When it comes to non-EU nationals, it is unclear how EU membership poses an increased security risk to the UK. For some years now, the UK has sought to push its virtual borders as far out from its physical border as possible, using the e-Borders initiative, whereby visa applicants from countries of potential concern are screened in their own countries and can be screened again once they reach the UK. To the extent that ‘undesirables’ are let into the country, this is a consequence of insufficient investment in border-security resources, both men and machines. A further consideration in relation to border security is that a Brexit would very likely trigger another Scottish-independence referendum, which may well succeed. The result would be that the UK – or rather what was left of the UK – would have two additional hard borders to police, one with Scotland and one with the Republic of Ireland. Far from pushing Britain’s borders further out, Brexit would bring them to the front door.

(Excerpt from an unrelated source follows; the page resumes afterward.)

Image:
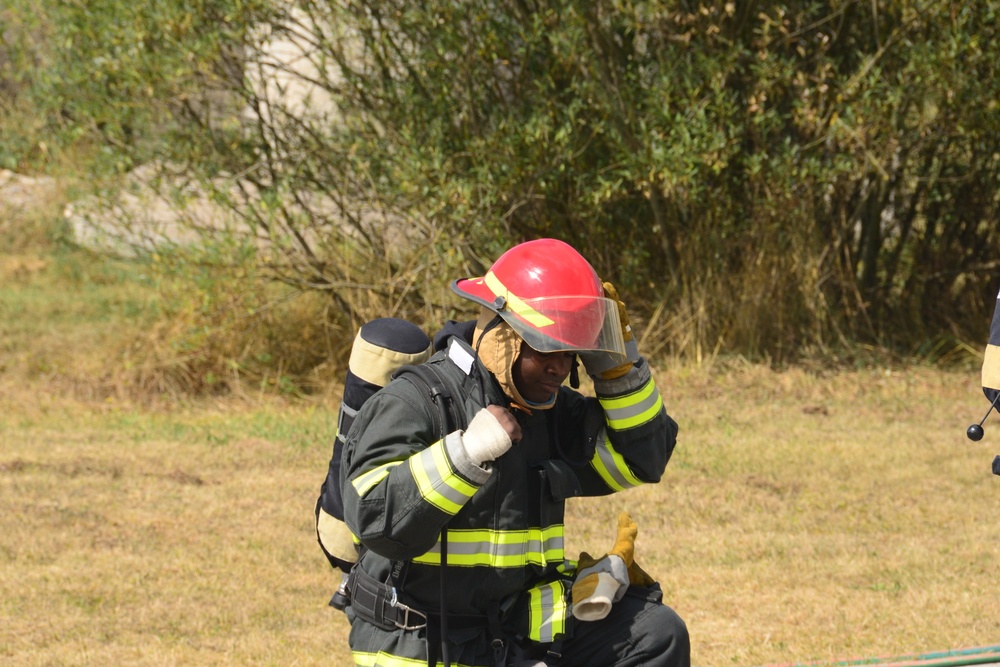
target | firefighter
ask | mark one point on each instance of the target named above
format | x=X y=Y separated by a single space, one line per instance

In the final analysis, it is hard to argue that UK national security would suffer drastically in the event of Brexit, although it is possible to point to specific discontinuities that would impact adversely on security capabilities, at least in the short term. On the other hand, it is hard to identify any significant security advantage that the UK would derive from leaving the EU. Indeed, in the long term, an EU that did not have the UK as a core component of its counter-terrorism and security efforts would arguably be much weaker, and that, in turn, would leave the UK facing greater risks.

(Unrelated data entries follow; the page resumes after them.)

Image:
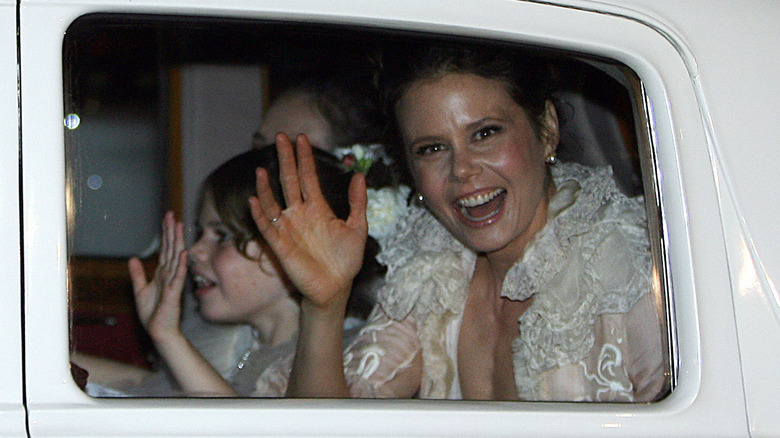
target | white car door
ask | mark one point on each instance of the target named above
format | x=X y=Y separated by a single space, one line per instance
x=12 y=421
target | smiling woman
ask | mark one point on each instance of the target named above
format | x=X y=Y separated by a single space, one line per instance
x=517 y=278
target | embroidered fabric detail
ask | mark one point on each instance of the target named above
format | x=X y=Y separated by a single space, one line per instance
x=427 y=268
x=609 y=371
x=591 y=258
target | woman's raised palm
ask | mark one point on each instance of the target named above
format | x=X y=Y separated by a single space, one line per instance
x=320 y=253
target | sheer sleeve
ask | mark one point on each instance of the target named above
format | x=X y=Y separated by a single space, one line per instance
x=646 y=362
x=384 y=360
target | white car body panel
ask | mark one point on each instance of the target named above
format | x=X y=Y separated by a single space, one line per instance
x=717 y=158
x=12 y=417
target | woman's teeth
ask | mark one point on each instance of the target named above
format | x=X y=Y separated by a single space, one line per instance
x=482 y=206
x=202 y=282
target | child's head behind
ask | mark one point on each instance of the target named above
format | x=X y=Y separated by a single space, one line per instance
x=232 y=184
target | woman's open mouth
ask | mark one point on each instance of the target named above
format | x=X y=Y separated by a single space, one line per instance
x=476 y=209
x=202 y=284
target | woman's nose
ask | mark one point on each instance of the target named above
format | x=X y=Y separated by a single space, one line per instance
x=464 y=165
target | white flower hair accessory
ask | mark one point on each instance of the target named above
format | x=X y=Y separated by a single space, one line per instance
x=385 y=207
x=360 y=158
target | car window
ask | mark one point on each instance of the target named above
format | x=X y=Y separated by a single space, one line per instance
x=154 y=104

1 Colleen McCain and Jenny Gross, ‘Obama Urges U.K. to Remain in EU’, Wall Street Journal, 25 April 2016.
2 Soufan Group, ‘Foreign Fighters: An Updated Assessment of the Flow of Foreign Fighters into Syria and Iraq’, December 2015, http://soufangroup.com/wp-content/uploads/2015/12/TSG_ForeignFightersUpdate3.pdf.
3 Aurelien Breeden, ‘Brussels Attackers’ Original Target Was France, Prosecutors Say’, New York Times, 10 April 2016.
4 Vernon Bogdanor, The New British Constitution (Oxford: Hart, 2009).
5 See, for example, Michael Gove, ‘Michael Gove Makes Case for EU Exit: “It’s Time to Take Back Control”’, Guardian, 19 April 2016, http://www.theguardian.com/politics/2016/apr/19/michael-gove-makes-case-eu-exit-bbc-today.
6 EU Commission Free Movement Directive 2004/38/EC states that EU/EEA states may deport nationals of other EU/EEA states and issue exclusion orders against them on grounds of public policy, public security or public health.